Flux Compendium

Flux Compendium Robin Fox & Anthony Pateras

eMEGO

First and maybe obvious point. This magnificent disc has to be listened to at full volume on a proper hi-fi, not headphones or incar stereo. That way the sonic terrorism of the opening track comes at you full force, and the subtler effects of subsequent tracks aren’t lost in environmental sound. Pateras and Fox are a terrifying soundart double-act from Melbourne’s outer suburbs – Pateras produces the material ..boards or as here exclusively, vocalising, and Fox processes the result in real-time on laptop. I was misled to some extent by the CD blurb: “Equal parts postwar beard and modern patchnocrat…two of Melbourne’s hairiest sons nosedive and writhe in their unique take of sonic totalism, rising out of the muck with their kaleidoscopic best.” You might be too if you don’t dig beneath the zany humour that’s such an attractive part of their act. Don’t take it without argument that sounds of slurping reflect the pair’s eating habits, or that the oral noises should have invoked a Parental Advisory sticker.
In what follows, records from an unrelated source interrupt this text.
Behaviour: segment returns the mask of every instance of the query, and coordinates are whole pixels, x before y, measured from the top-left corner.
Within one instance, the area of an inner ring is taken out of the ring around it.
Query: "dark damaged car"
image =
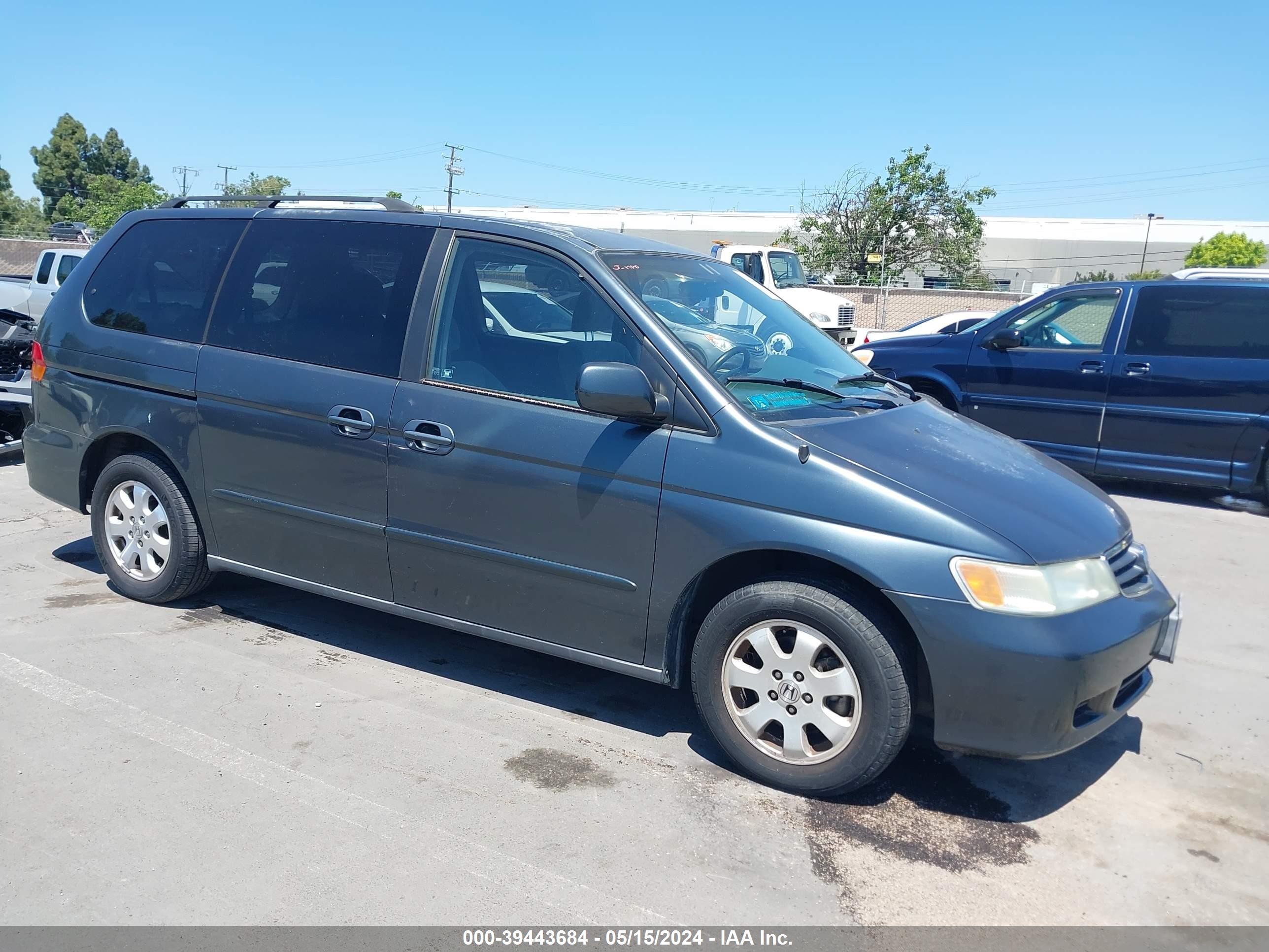
[[[89,251],[33,355],[30,484],[132,598],[241,572],[690,685],[735,763],[810,795],[917,717],[1061,753],[1173,659],[1119,506],[735,268],[395,199],[187,201]]]

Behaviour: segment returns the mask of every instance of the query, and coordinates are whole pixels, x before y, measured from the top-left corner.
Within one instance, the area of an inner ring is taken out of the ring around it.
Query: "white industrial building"
[[[796,228],[792,212],[650,212],[628,208],[458,208],[472,215],[556,222],[622,231],[708,254],[714,241],[768,245]],[[1183,267],[1198,241],[1218,231],[1241,231],[1269,241],[1269,222],[1140,218],[983,217],[982,265],[1001,291],[1030,292],[1036,284],[1065,284],[1077,272],[1108,270],[1122,278],[1142,267],[1164,273]],[[1150,228],[1147,245],[1147,226]],[[879,251],[881,249],[878,249]],[[910,287],[945,287],[938,269],[905,275]]]

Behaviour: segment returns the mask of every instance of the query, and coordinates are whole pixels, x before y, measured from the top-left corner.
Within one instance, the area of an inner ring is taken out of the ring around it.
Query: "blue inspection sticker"
[[[794,406],[811,406],[812,400],[796,390],[775,390],[769,393],[750,393],[745,397],[755,410],[788,410]]]

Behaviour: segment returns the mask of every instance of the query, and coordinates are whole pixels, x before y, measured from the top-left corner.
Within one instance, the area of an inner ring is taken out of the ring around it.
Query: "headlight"
[[[718,334],[706,334],[703,336],[706,340],[709,341],[709,347],[716,347],[720,350],[731,350],[732,348],[736,347],[730,340],[727,340],[727,338],[721,336]]]
[[[1119,594],[1105,559],[1008,565],[957,556],[952,575],[972,604],[1005,614],[1066,614]]]

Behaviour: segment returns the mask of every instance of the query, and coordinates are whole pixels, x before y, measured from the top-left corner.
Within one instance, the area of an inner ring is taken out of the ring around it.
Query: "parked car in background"
[[[56,241],[79,241],[88,245],[96,237],[96,232],[81,221],[58,221],[48,226],[48,237]]]
[[[38,321],[57,288],[86,253],[86,249],[44,249],[36,259],[36,273],[29,278],[0,278],[0,314],[8,311]]]
[[[812,288],[802,260],[793,251],[766,245],[716,244],[709,253],[788,301],[793,310],[839,344],[855,343],[855,302],[831,291]]]
[[[1269,282],[1266,268],[1183,268],[1173,272],[1178,281],[1264,281]]]
[[[917,716],[1067,750],[1174,656],[1113,500],[726,263],[397,199],[184,207],[216,201],[122,218],[33,345],[30,485],[90,515],[124,595],[232,571],[690,684],[742,769],[812,795]],[[754,331],[648,294],[665,274]]]
[[[858,347],[904,335],[959,334],[962,330],[972,327],[994,314],[996,311],[948,311],[933,317],[921,317],[898,330],[869,330],[864,334],[864,339],[859,341]]]
[[[1075,284],[854,355],[1080,472],[1269,491],[1269,282]]]

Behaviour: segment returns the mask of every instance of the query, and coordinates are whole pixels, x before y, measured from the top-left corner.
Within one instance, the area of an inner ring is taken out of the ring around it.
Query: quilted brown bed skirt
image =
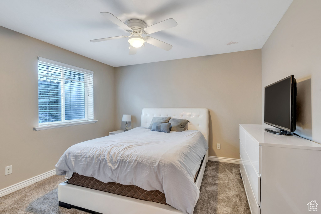
[[[195,174],[194,182],[196,181],[204,160],[203,158],[200,168]],[[167,204],[165,194],[159,190],[148,191],[135,185],[125,185],[113,182],[104,183],[94,178],[85,176],[76,173],[74,173],[72,176],[68,179],[68,183],[141,200]]]

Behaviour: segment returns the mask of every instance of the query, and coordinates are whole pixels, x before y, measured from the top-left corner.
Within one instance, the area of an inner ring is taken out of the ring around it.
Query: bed
[[[153,117],[167,116],[188,119],[188,130],[146,128]],[[59,184],[59,206],[94,213],[192,213],[208,159],[208,110],[144,108],[141,125],[68,149],[56,165],[57,174],[68,179]]]

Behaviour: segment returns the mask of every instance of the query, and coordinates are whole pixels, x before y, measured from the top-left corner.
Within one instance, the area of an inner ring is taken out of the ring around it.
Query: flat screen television
[[[296,126],[297,82],[294,75],[266,86],[265,91],[264,122],[278,128],[265,131],[293,134]]]

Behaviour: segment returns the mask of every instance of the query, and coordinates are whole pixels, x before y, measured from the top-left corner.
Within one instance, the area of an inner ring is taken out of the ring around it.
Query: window
[[[97,122],[92,72],[39,57],[38,76],[36,130]]]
Tracks are quite short, each with a distinct character, multi-dynamic and in constant flux. The comparatively brief opening barrage of “Apocalypse Now And Then” is a wacky, scratch ‘n’ sniff manipulation of electroacoustic clichés and sci-fi effects, bizarrely juxtaposed with a compendium of bodily functions – “punk concrète” as its authors call it. The way Pateras licks around the mic on “Aphasia” and “Olfactophobia” is quietly disgusting, while “$2.50” is a relief from orality in its focus on bell and coin sounds. The compressed and fractured argument of “Threat In Three Parts” leaves this listener in stitches, while “Perilymph” is untypical in its 13-minute length, and haunting, glitch-inflected evocation of the sine-wave/sci-fi school of electroacoustic composition. To process Pateras’s signal, Fox employs a variety of techniques, mostly involving live sampling and manipulation of those samples, he explains – moving between real-time musique concrète and a kind of granular synthesis which inserts pre-designed ideas or licks built up from grains of sound. Make no mistake, Pateras and Fox are serious and major artists who happen, on occasion, to be very funny. Flux Compendium is a scream and also very beautiful, the finest showcase to date of their compositional flair and wit.